3 Replies Latest reply on May 11, 2003 5:42 PM by adrian.brock

    Messaging issue

    ajpurkiss

      After checking the docs and forums I can't spot an actual answer for a question I have.

      I have a queue on a server that my cleint sends messages to however if the connection is lost/not there then it all goes horribly wrong. Before I go and spend money on SonicMQ which I know can handle everything for me can a client be set up with JBoss to keep hold of messages until such time as there is a connection.

      I.e. Client has a form to send to server so sends message to the server queue, however as the connection is down the client stores the message until such time as the connection is back up or the message times out.

      I don't want a work around, I just need to know if it does it and if so how.

        • 1. Re: Messaging issue

          To send messages you need a session.
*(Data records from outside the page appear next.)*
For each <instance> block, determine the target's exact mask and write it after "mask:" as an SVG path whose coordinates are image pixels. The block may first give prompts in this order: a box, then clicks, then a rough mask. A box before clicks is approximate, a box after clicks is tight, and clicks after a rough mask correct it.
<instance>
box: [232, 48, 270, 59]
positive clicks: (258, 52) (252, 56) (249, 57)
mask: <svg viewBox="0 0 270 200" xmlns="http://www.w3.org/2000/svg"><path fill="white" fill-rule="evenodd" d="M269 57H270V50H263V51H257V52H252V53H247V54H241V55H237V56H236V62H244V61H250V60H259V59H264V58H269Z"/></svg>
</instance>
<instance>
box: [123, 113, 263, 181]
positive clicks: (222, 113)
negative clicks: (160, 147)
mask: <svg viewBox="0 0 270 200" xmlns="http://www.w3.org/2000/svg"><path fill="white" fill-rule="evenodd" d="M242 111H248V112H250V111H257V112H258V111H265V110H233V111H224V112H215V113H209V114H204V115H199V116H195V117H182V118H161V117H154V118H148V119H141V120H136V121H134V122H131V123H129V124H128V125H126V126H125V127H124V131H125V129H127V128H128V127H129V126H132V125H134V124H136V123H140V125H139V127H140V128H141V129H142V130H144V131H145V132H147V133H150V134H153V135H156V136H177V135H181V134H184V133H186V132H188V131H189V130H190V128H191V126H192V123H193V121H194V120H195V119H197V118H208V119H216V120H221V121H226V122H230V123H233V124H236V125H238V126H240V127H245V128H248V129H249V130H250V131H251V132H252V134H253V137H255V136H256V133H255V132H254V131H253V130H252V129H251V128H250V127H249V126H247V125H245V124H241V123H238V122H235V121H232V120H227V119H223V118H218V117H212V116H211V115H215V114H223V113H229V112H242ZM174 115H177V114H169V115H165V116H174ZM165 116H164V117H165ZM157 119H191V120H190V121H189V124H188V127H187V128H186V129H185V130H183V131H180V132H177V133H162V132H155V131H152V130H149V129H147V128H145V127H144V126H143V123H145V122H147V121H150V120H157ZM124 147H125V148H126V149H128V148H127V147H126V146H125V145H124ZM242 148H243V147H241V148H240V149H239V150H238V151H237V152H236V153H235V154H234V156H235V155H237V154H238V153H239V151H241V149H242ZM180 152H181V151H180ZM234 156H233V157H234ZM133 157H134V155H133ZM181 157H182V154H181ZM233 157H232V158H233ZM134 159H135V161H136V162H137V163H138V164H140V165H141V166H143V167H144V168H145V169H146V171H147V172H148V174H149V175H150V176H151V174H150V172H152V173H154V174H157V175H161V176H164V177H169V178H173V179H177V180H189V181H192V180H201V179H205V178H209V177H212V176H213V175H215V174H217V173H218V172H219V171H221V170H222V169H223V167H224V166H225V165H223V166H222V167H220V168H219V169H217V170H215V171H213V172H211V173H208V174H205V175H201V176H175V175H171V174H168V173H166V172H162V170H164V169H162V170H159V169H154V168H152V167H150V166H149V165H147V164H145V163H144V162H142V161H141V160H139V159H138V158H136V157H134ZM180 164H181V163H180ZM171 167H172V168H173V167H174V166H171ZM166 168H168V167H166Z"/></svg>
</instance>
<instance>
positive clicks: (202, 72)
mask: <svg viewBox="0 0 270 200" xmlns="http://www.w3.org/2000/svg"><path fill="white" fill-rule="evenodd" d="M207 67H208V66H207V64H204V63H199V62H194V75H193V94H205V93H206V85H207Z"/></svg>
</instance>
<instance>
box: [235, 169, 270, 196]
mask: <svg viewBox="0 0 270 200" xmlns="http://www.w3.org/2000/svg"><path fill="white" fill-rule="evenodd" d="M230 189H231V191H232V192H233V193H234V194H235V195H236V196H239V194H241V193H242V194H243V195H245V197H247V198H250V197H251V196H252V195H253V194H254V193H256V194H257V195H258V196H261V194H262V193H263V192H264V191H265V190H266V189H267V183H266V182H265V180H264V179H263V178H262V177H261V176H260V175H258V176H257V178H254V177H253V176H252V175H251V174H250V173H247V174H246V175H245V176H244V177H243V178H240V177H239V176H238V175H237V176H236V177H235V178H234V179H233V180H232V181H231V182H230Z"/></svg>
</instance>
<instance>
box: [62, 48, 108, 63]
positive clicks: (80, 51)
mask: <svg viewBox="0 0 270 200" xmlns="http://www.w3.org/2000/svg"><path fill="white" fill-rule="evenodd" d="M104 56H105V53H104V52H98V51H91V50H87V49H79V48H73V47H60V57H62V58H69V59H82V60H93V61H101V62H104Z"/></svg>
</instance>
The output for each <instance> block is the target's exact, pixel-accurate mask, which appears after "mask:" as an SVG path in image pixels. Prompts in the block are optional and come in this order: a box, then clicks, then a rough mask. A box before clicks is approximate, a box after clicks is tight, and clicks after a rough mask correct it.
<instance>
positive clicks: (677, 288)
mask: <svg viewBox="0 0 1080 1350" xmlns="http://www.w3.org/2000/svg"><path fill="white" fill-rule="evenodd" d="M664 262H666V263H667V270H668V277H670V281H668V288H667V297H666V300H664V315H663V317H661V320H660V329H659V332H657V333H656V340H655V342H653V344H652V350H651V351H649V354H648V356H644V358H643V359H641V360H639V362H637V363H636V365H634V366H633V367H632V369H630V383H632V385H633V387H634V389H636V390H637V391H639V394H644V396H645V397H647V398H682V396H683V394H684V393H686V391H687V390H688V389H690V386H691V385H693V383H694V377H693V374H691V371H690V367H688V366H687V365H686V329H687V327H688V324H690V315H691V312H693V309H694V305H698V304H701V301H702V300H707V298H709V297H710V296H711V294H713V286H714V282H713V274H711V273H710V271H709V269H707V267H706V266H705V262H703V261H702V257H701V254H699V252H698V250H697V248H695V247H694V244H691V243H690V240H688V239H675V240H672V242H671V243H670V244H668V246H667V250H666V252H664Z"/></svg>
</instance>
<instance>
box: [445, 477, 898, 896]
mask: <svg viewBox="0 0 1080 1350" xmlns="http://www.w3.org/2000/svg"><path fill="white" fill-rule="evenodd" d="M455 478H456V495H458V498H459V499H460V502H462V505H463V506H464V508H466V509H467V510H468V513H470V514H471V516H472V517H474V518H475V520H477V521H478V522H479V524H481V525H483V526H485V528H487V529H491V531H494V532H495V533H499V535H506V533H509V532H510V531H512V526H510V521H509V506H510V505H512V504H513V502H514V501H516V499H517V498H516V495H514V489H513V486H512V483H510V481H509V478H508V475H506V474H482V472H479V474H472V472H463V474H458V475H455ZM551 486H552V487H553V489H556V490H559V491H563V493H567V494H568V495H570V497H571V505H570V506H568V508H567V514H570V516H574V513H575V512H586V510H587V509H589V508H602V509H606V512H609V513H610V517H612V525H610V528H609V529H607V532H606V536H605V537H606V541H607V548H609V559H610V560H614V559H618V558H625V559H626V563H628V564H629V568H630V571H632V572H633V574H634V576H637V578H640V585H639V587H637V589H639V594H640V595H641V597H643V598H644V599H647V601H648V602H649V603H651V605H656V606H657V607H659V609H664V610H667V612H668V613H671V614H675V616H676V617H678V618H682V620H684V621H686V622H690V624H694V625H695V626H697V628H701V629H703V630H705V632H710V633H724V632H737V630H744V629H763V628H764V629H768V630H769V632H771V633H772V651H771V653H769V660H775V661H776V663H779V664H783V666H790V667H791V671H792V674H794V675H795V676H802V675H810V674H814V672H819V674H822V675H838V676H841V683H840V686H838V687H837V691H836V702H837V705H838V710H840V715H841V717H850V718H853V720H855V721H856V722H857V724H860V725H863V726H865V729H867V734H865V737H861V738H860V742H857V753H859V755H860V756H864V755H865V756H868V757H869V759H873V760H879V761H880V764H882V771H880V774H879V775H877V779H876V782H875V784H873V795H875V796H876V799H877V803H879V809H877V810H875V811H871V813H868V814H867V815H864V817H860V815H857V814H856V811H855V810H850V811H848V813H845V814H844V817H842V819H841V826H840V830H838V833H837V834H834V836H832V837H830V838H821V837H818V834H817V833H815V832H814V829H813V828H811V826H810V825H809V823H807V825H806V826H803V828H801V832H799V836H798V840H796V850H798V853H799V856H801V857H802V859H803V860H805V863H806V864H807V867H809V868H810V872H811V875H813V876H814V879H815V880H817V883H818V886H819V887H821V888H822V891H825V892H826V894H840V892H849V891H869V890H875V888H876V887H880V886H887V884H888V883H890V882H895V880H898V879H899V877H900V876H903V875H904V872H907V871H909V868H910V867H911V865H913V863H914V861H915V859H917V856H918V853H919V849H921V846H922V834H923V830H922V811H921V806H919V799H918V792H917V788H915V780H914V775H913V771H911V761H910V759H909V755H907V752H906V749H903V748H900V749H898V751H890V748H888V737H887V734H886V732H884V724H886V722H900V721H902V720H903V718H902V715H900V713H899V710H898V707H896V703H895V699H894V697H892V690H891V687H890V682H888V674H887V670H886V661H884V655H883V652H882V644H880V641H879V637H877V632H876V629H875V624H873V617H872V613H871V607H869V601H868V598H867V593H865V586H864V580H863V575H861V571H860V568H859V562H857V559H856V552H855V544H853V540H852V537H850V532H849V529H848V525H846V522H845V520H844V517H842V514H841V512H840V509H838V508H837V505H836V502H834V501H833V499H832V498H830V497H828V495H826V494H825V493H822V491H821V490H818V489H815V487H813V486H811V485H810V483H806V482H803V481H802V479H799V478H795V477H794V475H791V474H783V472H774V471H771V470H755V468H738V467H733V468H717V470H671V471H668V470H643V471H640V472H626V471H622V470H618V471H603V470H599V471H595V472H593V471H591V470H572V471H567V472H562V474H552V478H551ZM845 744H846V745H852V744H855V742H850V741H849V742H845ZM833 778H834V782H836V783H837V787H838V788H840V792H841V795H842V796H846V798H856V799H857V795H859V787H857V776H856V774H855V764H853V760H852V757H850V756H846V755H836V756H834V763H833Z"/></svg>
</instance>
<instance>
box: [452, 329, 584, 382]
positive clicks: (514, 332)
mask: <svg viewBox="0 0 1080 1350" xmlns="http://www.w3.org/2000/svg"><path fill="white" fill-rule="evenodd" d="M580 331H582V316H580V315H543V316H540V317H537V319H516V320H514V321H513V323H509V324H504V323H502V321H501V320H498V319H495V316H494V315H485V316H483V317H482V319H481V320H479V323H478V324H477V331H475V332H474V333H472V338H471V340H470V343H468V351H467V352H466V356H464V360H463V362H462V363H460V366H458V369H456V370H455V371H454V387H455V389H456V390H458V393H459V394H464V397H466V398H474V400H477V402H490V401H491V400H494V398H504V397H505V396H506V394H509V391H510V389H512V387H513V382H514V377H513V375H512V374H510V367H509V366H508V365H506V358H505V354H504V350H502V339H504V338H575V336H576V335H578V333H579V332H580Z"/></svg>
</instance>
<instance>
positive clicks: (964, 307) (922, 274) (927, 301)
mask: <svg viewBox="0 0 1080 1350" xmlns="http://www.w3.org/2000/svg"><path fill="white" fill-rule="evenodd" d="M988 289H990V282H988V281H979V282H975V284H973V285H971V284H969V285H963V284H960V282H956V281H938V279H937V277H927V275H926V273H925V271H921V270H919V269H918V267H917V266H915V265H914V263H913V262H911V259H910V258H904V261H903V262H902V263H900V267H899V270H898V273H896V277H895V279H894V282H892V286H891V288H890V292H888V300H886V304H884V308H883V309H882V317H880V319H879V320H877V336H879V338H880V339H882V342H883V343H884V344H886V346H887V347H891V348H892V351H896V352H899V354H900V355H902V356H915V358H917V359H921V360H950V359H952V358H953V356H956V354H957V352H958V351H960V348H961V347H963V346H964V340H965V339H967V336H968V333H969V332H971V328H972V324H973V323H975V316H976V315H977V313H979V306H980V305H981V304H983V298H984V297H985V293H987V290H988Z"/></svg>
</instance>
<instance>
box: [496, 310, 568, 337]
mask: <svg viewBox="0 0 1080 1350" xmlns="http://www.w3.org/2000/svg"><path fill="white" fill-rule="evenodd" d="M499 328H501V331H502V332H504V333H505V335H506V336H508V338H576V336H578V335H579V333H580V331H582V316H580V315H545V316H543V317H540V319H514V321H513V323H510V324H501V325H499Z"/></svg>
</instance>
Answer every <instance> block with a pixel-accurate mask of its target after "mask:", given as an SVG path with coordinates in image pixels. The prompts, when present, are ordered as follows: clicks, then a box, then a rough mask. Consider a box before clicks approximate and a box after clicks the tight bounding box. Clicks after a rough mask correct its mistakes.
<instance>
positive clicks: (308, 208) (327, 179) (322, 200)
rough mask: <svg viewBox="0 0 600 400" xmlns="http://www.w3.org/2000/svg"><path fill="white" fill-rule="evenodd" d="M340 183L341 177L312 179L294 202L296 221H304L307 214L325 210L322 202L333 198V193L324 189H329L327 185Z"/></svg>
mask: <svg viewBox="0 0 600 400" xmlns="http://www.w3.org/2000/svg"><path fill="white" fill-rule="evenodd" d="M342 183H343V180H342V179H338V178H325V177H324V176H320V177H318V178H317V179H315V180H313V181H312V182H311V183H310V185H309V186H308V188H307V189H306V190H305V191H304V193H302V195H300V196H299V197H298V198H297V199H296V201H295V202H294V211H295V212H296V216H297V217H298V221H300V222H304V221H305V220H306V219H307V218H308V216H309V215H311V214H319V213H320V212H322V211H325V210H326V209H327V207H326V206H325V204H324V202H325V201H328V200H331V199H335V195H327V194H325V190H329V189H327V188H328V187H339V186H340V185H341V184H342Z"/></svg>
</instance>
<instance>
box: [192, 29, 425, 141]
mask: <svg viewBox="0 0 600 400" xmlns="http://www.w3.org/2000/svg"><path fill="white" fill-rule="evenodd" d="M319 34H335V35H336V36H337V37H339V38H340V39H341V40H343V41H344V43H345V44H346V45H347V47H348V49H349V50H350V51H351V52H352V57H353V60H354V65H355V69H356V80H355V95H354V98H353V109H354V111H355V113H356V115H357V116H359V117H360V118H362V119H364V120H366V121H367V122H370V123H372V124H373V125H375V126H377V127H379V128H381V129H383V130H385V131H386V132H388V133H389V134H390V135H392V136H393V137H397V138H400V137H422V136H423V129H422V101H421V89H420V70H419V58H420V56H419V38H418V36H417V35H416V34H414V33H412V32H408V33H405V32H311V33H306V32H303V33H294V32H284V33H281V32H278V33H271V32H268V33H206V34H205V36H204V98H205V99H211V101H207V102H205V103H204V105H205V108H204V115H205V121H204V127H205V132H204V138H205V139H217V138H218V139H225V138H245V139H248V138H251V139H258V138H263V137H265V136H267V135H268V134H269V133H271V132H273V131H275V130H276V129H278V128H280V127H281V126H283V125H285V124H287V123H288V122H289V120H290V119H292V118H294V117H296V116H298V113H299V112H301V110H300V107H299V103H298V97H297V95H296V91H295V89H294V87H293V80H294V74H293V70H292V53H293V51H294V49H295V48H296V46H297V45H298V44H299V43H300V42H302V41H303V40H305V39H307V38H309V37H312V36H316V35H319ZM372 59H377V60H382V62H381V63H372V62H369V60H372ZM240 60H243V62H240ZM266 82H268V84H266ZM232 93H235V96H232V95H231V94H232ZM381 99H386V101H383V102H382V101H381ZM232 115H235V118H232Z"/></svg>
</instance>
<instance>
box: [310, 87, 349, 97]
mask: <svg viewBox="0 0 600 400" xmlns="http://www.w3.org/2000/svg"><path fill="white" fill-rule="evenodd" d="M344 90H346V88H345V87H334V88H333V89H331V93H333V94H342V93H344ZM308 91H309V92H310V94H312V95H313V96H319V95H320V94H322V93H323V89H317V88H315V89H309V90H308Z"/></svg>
          You cannot get a session without an active
          connection.

          So the answer is no.

          Regards,
          Adrian

          • 2. Re: Messaging issue
            davidjencks

            I believe you can do this if you run your client in a vm with a stripped down jboss with jbossmq deployed, and the queue deployed on the client. Obviously this is going to require a bunch of stuff on the client so message persistence works there.

            I don't really see how any solution that allows you to always send messages no matter what state the rest of the system is in can work any differently than this. You need a connection to whatever is persisting the messages, and to make this always available it has to be entirely on the local machine.

            • 3. Re: Messaging issue

              Hi David,

              I think he is asking for "work offline" type behaviour.

              JBossMQ does not support this, even if you
              send the messages to a local persistent queue you
              still need something that will move them to the
              real queue when the connection is available.